IbizaPocholo
NeoGAFs Kent Brockman
Neuroengineer Teaches Rats Named Romero and Carmack to Play Doom
There are many ways people try to play the classic Doom games, but now a scientist trains a bunch of rats to play the influential FPS.
gamerant.com
According to a report, as well as a YouTube clip, a neuroengineer named Viktor Tóth has spent the better part of a year teaching three rats to play Doom in a sort of rudimentary way. Tóth explains that they created a VR setup in which the rats could "traverse a corridor" which was built in the Doom 2 engine. Each rat was placed with a harness onto a ball attached to motion trackers. Tubes were placed between the rats and the monitor showing the level, and they were rewarded with sugary water from the tubes when they learned to do the "right" thing.
It was then a case of training them to kill one of Doom's most notorious monsters, the imp, which appeared down the long corridor. Initially, the rats were not sure what to do, but Tóth explains, hit detection in the software was initiated at first that would operate a "push-pull solenoid lifting the animal slightly upwards," touching the button that shoots the imp. With positive reinforcement, the rat gets rewarded with the sugary water once it learns what to do.
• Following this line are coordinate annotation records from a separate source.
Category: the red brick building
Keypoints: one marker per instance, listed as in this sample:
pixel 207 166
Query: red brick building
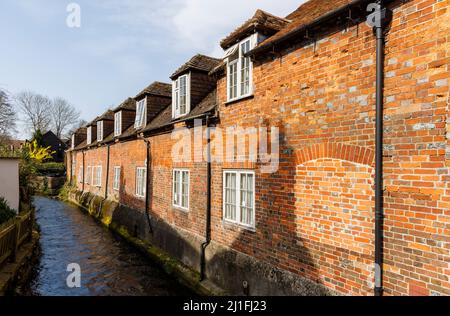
pixel 308 226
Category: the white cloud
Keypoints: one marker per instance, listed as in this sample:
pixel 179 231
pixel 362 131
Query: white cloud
pixel 188 26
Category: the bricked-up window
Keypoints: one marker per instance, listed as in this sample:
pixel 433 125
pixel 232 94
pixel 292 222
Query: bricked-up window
pixel 141 113
pixel 89 136
pixel 141 178
pixel 116 182
pixel 239 197
pixel 181 188
pixel 97 176
pixel 181 103
pixel 99 131
pixel 239 69
pixel 118 123
pixel 80 175
pixel 88 175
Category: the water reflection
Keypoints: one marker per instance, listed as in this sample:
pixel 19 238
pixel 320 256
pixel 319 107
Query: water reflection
pixel 109 266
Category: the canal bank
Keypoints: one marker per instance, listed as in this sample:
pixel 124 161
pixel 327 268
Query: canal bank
pixel 137 231
pixel 109 266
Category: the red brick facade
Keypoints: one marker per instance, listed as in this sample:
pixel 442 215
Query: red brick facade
pixel 315 215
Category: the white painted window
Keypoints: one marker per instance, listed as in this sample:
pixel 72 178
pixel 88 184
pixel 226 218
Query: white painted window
pixel 141 178
pixel 89 135
pixel 88 175
pixel 181 188
pixel 116 182
pixel 141 113
pixel 240 69
pixel 118 123
pixel 97 176
pixel 239 197
pixel 80 175
pixel 99 131
pixel 181 96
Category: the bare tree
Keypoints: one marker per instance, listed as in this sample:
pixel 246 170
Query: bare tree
pixel 64 116
pixel 36 110
pixel 7 117
pixel 75 127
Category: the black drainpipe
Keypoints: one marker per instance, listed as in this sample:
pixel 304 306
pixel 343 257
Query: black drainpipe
pixel 107 171
pixel 379 19
pixel 208 204
pixel 147 181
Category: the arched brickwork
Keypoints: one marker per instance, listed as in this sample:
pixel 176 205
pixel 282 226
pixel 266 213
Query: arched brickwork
pixel 352 153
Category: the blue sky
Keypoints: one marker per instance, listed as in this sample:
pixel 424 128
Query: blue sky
pixel 121 47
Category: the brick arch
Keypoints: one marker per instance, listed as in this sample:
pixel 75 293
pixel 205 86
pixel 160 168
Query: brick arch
pixel 356 154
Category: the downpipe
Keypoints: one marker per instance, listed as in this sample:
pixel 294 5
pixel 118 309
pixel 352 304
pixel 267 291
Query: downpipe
pixel 208 204
pixel 379 19
pixel 147 181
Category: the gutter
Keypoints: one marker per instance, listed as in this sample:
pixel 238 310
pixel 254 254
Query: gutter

On top of this clever and interesting experiment, the rats are named after the co-founders of id Software John Romero, John Carmack, and Tom Hall, with each rat having their own personality. It's perhaps important to state that this is only a rudimentary implementation. The short video shows that the rats are indeed activating the on-screen action in a basic way, but, as the report says, it raises the question of whether they are playing in any "meaningful" way.